Taylor’s smile reminded him of the old days, but she shook her head and placed a hand on his.  “Your home,” she whispered, silently enough that even he had to lower his head to hear.

Jack inhaled sharply and a chill ran down his spine.  He shook his head in a spastic motion.

“Why not?” Jennifer asked.

Jack groaned under his breath.  There were so many reasons for that.  “There’s nothing left there,” he muttered, picking one that was least explosive to his composure.

Taylor and Jennifer raised their eyebrows, and he knew they weren’t fooled at all.  “It’s been twenty years,” Taylor whispered.

Jack growled and shook his head again.  He never would have returned to International Falls without them pulling him around.  He had to admit it hadn’t turned out as badly as he’d feared.  Heck, they’d been right.  There.  But that place was different.  “No,” he muttered and stepped back from them.

“Why?” Jennifer asked, turning to face him with a knowing look in her eyes.

Jack sighed, flexing his fingers to dispel the nervous energy running through him.  “There’s no one left there.  It’s just…gone.”

“If there’s nothing there, why don’t you want to go back?” Taylor asked in a soft tone.

Jack licked his lips.  “Look.  It’s the past.  I’ve moved on.  I don’t want to remember it,” he finished, willing them to just give up.

Instead Jennifer crossed her arms and peered at him with intense eyes.  “We’re the past.  If we weren’t right here, would you forget us too?”

“No,” Jack growled back.  “Never,” he added, though a chill went down his spine as he realized she was closer to the truth than he would have liked.

Taylor placed a hand on his jaw and smiled.  “Then why don’t you want to go home?”

Jack looked back and forth between them, part of him wanting to turn and leave, part of him wanting to…he didn’t know what he wanted to do.  He just…he licked his lips and growled, shaking his head.  “Look.  Please,” he whispered, a look of pleading in his eyes.  “I don’t want to talk about it.  I just…want to go somewhere else.  OK?”

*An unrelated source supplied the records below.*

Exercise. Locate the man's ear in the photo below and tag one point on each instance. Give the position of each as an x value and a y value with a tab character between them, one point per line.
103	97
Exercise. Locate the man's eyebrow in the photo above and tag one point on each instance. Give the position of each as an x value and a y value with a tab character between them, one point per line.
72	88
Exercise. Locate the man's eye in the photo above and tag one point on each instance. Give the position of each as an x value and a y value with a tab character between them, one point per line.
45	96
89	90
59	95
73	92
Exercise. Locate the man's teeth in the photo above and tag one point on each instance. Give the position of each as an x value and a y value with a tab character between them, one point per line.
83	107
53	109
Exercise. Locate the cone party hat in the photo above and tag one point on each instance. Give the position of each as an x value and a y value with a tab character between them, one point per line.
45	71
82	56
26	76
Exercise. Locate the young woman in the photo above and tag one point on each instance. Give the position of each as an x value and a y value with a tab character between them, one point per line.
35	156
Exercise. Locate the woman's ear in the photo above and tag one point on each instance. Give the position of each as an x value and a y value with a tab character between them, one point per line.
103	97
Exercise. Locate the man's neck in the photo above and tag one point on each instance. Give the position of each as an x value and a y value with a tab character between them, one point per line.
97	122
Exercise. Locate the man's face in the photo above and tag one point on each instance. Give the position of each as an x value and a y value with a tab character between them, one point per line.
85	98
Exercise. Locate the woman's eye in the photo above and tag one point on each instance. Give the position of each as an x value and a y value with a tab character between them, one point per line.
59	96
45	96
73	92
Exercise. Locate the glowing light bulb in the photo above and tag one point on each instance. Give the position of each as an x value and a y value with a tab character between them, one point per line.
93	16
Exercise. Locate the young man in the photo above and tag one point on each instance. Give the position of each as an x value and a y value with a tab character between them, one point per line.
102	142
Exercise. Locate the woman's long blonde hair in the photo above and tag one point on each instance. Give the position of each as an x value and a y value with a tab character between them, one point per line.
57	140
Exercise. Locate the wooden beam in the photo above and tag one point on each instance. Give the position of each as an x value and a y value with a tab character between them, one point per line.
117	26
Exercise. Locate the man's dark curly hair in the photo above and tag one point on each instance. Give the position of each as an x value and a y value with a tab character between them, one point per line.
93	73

Taylor’s smile faded, replaced by a disappointed look that cut Jack like a knife.  He looked away from her to see Jennifer’s mouth pursed tight, her eyes narrowed.

“Jack,” Jennifer said in a tone that left no room for compromise.  “You need to stop running sometime.”

Jack’s eyes narrowed and he felt an anger he rarely let out bubbling for attention.  “I.  Don’t.  Run,” he growled, one word at a time.

“Jonathan Michael Christensen,” she returned in an iron tone that disarmed his anger almost like it had never been.  No one had called him that in…at least twenty years.  She stepped close enough to jab him in the shoulder and her gaze met his.  “That.  Is.  Bullshit.”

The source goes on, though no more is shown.